Monday, February 16 2004
A modest rollable display -- the first to be truly mass-produced -- is being churned out at the rate of 100 a week and may reach production levels of 1 million a year by the end of next year, said Bas J.E. van Rens, general manager of Polymer Vision, the division of Royal Philips Electronics of the Netherlands that makes the display.
The device is a rectangular screen just three times the thickness of a sheet of paper and measuring 5 inches diagonally. It curls into a tube less than 2 inches in diameter and soon may coil to the diameter of a fountain pen.
With the exception of some invisibly fine gold wires, the circuitry inlaid into this flexible page is plastic. An internal layer of "electronic ink drops" creates black text on a white background, giving the plastic sheet the look of a paperback page. It weighs just 3.5 grams, about the weight of 1 1/2 pennies.
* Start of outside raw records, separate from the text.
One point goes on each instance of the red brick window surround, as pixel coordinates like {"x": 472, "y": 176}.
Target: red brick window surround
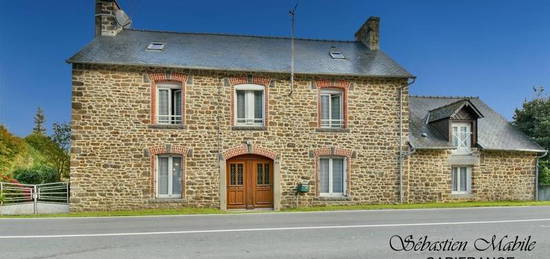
{"x": 327, "y": 89}
{"x": 248, "y": 149}
{"x": 336, "y": 155}
{"x": 170, "y": 81}
{"x": 166, "y": 151}
{"x": 244, "y": 83}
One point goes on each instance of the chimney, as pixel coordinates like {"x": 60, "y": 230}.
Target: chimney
{"x": 109, "y": 18}
{"x": 369, "y": 33}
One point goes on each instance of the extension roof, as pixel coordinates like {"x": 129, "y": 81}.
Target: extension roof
{"x": 494, "y": 131}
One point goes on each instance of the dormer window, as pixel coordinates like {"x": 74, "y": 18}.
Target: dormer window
{"x": 462, "y": 136}
{"x": 156, "y": 46}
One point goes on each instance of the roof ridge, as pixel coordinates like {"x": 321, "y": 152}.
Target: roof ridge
{"x": 444, "y": 97}
{"x": 241, "y": 35}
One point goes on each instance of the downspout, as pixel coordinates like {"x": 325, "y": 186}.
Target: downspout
{"x": 537, "y": 174}
{"x": 401, "y": 153}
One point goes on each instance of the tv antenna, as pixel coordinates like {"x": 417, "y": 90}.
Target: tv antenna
{"x": 292, "y": 13}
{"x": 123, "y": 19}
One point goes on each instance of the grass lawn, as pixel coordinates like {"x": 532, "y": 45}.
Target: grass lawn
{"x": 190, "y": 211}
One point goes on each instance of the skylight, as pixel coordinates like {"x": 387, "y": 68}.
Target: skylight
{"x": 336, "y": 54}
{"x": 156, "y": 46}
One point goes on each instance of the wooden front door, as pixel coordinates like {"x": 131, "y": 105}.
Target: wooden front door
{"x": 249, "y": 182}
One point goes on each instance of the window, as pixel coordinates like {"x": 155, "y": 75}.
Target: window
{"x": 249, "y": 108}
{"x": 155, "y": 46}
{"x": 169, "y": 176}
{"x": 262, "y": 174}
{"x": 236, "y": 176}
{"x": 169, "y": 104}
{"x": 332, "y": 177}
{"x": 462, "y": 180}
{"x": 461, "y": 137}
{"x": 336, "y": 54}
{"x": 332, "y": 109}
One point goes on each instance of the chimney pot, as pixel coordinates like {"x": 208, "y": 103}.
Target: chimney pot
{"x": 369, "y": 33}
{"x": 105, "y": 21}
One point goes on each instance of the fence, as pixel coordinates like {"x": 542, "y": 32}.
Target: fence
{"x": 544, "y": 192}
{"x": 25, "y": 195}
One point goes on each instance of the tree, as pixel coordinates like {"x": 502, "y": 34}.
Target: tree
{"x": 39, "y": 120}
{"x": 62, "y": 137}
{"x": 11, "y": 147}
{"x": 56, "y": 157}
{"x": 533, "y": 118}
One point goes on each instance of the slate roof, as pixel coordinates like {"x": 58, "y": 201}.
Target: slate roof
{"x": 447, "y": 111}
{"x": 494, "y": 131}
{"x": 237, "y": 53}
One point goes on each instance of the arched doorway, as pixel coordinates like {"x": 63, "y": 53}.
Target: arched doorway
{"x": 249, "y": 182}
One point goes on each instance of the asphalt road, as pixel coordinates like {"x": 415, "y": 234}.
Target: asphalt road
{"x": 346, "y": 234}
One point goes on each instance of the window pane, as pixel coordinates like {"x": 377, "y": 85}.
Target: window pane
{"x": 163, "y": 175}
{"x": 233, "y": 175}
{"x": 176, "y": 101}
{"x": 258, "y": 105}
{"x": 337, "y": 175}
{"x": 455, "y": 179}
{"x": 463, "y": 179}
{"x": 325, "y": 107}
{"x": 260, "y": 174}
{"x": 335, "y": 109}
{"x": 163, "y": 102}
{"x": 323, "y": 175}
{"x": 176, "y": 175}
{"x": 240, "y": 104}
{"x": 239, "y": 174}
{"x": 455, "y": 136}
{"x": 267, "y": 178}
Unlike standard computer and PDA displays, which generate tiny points of light, the E Ink system simply reflects ambient light off its white background, like a newspaper or book. So it is easily read outdoors in bright sun and at virtually any reading angle.
The E Ink system also draws far less power than light-emitting systems.
A thin layer of plastic underlying the display contains the electronics, including a paper-thin array of 80,000 plastic transistors, each of which is a minuscule electrical switch that can create a dot of white or black on the overlay.